Tag Archive for 'Box.net'

Box.net adds GMail as 3rd party app

As time goes by, my titles become more and more descriptive. By reading only the headline, you actually already know the gist of it, so you might as well move on.

Unless of course you don’t have a clue what box.net is, what GMail does and what the hell a 3rd party app constitutes. In which case I’ll gladly clear that up for you.

Box.net is an online storage service (meaning you upload stuff to their servers, so you can access it from wherever you are). They’ve been around for ages (meaning around two years, which in web2.0 terms is more than just ages, it’s eons). They provide a stable service, and over time have added new features like the ability to share your files with others, hence creating a social-network based on the sharing of your files. And a short while back they opened up their platform, allowing other applications to be used with the files uploaded to box.net. One such example is the integration of picnik.com, a webbased image editor (also the official editing tool for Flickr).

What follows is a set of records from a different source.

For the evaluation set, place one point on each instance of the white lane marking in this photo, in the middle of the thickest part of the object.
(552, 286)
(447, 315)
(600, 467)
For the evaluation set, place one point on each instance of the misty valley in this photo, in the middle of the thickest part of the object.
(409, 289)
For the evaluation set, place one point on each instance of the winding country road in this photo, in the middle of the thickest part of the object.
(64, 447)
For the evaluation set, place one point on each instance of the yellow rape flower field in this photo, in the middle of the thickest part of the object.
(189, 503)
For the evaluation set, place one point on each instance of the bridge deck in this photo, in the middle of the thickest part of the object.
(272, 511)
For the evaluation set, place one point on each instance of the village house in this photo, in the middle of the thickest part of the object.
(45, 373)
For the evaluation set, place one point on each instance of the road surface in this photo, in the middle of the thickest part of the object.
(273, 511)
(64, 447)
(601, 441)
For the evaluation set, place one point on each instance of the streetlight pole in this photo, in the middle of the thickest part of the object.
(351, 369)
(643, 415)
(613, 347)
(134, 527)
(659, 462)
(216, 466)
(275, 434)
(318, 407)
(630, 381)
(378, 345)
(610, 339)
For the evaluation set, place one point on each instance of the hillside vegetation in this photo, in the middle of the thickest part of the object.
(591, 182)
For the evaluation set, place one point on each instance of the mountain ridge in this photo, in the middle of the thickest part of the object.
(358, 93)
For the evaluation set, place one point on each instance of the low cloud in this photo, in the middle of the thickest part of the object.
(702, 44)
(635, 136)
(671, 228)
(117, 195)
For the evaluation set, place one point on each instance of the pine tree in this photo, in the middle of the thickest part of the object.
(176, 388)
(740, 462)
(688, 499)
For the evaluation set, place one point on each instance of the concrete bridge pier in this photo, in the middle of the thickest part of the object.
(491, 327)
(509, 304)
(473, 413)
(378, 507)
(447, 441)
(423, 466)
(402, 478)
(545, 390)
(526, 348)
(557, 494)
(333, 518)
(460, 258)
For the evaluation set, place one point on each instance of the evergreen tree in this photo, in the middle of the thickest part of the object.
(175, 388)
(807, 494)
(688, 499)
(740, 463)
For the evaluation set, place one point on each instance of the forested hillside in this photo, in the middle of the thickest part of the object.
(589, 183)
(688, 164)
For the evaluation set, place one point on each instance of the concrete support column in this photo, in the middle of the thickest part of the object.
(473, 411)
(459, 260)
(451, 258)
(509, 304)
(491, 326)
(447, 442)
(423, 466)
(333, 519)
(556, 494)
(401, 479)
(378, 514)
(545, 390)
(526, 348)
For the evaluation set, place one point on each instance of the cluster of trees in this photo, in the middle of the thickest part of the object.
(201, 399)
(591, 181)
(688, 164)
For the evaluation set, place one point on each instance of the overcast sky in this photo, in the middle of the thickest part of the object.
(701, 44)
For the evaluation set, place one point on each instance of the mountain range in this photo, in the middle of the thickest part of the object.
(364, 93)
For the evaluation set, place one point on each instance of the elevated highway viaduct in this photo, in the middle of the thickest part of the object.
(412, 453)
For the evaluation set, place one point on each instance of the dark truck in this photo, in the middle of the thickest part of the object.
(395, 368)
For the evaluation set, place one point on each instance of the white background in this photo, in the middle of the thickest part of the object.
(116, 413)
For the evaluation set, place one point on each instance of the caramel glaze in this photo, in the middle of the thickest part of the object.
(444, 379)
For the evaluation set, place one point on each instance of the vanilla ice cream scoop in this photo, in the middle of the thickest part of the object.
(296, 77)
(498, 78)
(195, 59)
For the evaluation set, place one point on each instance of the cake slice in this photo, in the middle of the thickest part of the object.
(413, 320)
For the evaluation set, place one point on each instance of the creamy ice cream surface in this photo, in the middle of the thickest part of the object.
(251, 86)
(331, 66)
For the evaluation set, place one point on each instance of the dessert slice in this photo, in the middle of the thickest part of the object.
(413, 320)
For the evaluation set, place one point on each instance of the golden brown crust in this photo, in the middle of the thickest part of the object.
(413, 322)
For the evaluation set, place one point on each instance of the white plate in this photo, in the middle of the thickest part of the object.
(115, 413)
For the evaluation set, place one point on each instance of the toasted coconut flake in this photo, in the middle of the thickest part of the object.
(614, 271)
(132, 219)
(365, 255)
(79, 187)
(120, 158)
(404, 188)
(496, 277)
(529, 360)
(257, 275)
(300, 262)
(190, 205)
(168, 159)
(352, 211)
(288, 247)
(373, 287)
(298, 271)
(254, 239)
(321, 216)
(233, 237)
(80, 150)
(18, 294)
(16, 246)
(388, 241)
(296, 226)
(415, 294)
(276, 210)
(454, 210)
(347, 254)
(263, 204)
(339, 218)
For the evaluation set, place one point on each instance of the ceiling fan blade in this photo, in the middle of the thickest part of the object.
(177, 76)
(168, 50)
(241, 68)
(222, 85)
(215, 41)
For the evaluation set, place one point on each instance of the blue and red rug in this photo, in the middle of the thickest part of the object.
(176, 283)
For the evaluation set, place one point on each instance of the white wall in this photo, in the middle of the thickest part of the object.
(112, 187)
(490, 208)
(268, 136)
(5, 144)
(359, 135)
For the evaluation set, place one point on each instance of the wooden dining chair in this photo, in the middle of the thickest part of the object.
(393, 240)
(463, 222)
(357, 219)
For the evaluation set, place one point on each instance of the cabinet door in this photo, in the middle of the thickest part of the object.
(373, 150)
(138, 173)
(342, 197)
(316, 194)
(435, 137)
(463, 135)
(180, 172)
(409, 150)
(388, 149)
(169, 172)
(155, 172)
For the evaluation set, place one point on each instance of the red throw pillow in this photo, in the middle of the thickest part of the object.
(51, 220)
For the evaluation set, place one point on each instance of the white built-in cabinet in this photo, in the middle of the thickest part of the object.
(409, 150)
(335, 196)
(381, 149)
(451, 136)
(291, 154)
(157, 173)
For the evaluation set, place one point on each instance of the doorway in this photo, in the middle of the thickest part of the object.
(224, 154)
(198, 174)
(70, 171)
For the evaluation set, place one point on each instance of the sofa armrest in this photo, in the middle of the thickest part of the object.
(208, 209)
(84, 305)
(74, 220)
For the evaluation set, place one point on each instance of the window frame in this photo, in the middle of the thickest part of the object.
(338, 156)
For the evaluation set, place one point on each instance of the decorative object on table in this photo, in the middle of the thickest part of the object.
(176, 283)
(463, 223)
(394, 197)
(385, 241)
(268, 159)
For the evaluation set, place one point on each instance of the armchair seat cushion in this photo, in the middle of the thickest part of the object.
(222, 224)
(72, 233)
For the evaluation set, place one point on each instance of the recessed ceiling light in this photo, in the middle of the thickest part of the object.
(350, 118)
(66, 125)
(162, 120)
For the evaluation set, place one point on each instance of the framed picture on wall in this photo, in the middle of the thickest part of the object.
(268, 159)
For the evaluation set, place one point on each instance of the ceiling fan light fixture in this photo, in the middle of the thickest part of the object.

And today they announced support for not only Outlook (which hopefully will perish sometime in the next five years) but also GMail (which hopefully will take over the world within the next five years).

What does that mean for you, the user? It means you’ll now be able to upload files to box.net and then send them to other people via GMail (or Outlook). Which is not exactly how it works, as box.net doesn’t exactly make GMail send the file, it just automates the process of publishing the file and then sending the link to the file to someone else. Fair enough.

So while that doesn’t sound like a revolutionary new service, it makes life a bit easier, which, in the end, is the only thing we expect from the web.

Picnik - Still better

Picnik, which I so elegantly discussed when it launched, today announced that they had opened up all the functions previously only available for paying members of the service. Here’s the TechCrunch post on it.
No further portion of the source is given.